初めの日課 出エジプト 17:1-7 【旧約・122頁】
第二の日課 ローマ 4:17b-25 【新約・279頁】
福音の日課 ヨハネ 4:5-26 【新約・ 169頁】

 主イエスの時代、サマリアという場所とそこに生きる人々と、ユダヤ人との間には、非常に深い因縁があった。サマリアとユダヤは本来同じ歴史を持つ地域であり民族であったが、大国の侵略によって滅ぼされ、引き裂かれて、互いに報復し合うことが繰り返されていった。そうした分裂と対立の歴史を背景にしつつ、主イエスはサマリアの井戸のほとりに一人佇んでおられるところに、一人の女性が登場する。当時の社会では、井戸の水汲みは結婚前の女性に課された仕事であり、それは通常は朝と夕方に集団で行われていた。

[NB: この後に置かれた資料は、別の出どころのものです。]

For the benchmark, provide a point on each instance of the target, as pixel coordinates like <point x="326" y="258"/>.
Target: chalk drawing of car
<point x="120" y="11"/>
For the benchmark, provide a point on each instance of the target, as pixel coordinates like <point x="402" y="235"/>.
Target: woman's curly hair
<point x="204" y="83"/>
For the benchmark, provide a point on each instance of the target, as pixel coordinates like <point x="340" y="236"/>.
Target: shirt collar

この女性がどのような人生を送ってきたのかは明らかにされないが、正午頃に一人で井戸にやってきたということは、この女性が置かれている境遇が、決して恵まれたものではないことを思い起こさせる。その女性に、主イエスは「水を飲ませてください」と声をかけられる。それは、さまざまな意味で、常識を逸脱した行為であった。

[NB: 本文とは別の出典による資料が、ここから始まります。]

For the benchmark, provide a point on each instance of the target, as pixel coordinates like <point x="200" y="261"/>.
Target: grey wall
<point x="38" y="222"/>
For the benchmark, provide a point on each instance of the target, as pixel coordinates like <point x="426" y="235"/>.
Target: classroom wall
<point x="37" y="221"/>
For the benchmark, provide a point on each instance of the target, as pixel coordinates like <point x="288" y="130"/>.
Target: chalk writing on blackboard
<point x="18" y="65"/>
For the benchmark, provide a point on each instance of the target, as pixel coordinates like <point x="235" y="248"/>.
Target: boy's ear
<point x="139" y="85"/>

 本日のサマリアの女性についてのエピソードは、3章でのニコデモと主イエスとの対話と、明確なコントラストをなしていることに気付かされる。ファリサイ派に属し、ユダヤ人の議員でもある、いわば高い社会的地位にあるニコデモは、夜中に主イエスのもとを訪れ対話するが、ここで彼は主イエスの語る「霊」の働きについて理解することが出来ず、いつのまにか物語の舞台から退場してしまう。それに対して、何の社会的地位もなく、むしろ厳しい生活を余儀なくされていたサマリアの女性は、昼間に主イエスの言葉を聞き、そして主イエスを信じ、人々に伝え、そこに信仰者の群れすらもが生まれるのである。それは見えない神の力としての「霊」は、私達の生きるこの世界のどこで、どのように働くのか、ということを私達に物語っている。

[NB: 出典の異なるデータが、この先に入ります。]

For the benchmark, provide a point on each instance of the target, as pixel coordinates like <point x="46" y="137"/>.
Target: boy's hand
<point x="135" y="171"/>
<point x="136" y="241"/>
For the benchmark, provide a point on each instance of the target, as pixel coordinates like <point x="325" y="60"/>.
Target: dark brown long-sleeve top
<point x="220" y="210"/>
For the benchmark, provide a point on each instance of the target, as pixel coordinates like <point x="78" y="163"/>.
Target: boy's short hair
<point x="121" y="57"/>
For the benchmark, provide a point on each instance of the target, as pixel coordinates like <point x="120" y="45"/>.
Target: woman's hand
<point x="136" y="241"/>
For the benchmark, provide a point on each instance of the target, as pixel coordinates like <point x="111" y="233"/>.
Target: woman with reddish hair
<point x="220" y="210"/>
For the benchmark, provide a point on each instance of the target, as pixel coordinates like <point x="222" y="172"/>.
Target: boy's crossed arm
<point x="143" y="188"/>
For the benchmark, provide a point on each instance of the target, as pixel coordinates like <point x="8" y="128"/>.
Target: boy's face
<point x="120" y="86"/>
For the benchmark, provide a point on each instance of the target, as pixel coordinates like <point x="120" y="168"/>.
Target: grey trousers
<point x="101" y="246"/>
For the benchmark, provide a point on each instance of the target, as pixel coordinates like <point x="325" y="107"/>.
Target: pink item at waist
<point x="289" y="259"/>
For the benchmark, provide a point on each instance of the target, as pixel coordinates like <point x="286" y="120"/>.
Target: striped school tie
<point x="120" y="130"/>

 霊の働き、それはあらゆる障壁を越えて働く神の力である。それは渇きのあるところにこそ働くのである。渇きの中で発せられる声に、神は必ず答えられるのである。喪失と欠乏、困窮と絶望、対立と分裂があるところ、そこで苦しみと痛みとに直面せざるえない者のところにおいて、神の力は働くことを聖書は語る。そしてそれは主イエスがご自身の十字架と復活をもって示されたことでもあった。十字架の上で「渇く」と語られた主イエスを神は、その死の闇から甦らされたのである。死と命、人間が超えることの出来ないもっと深い壁をも、主イエスはご自身の十字架をもって打ち砕かれたのであった。神の霊は、私達の渇きを必ず癒される。十字架を見上げる私達はその希望を知るのである。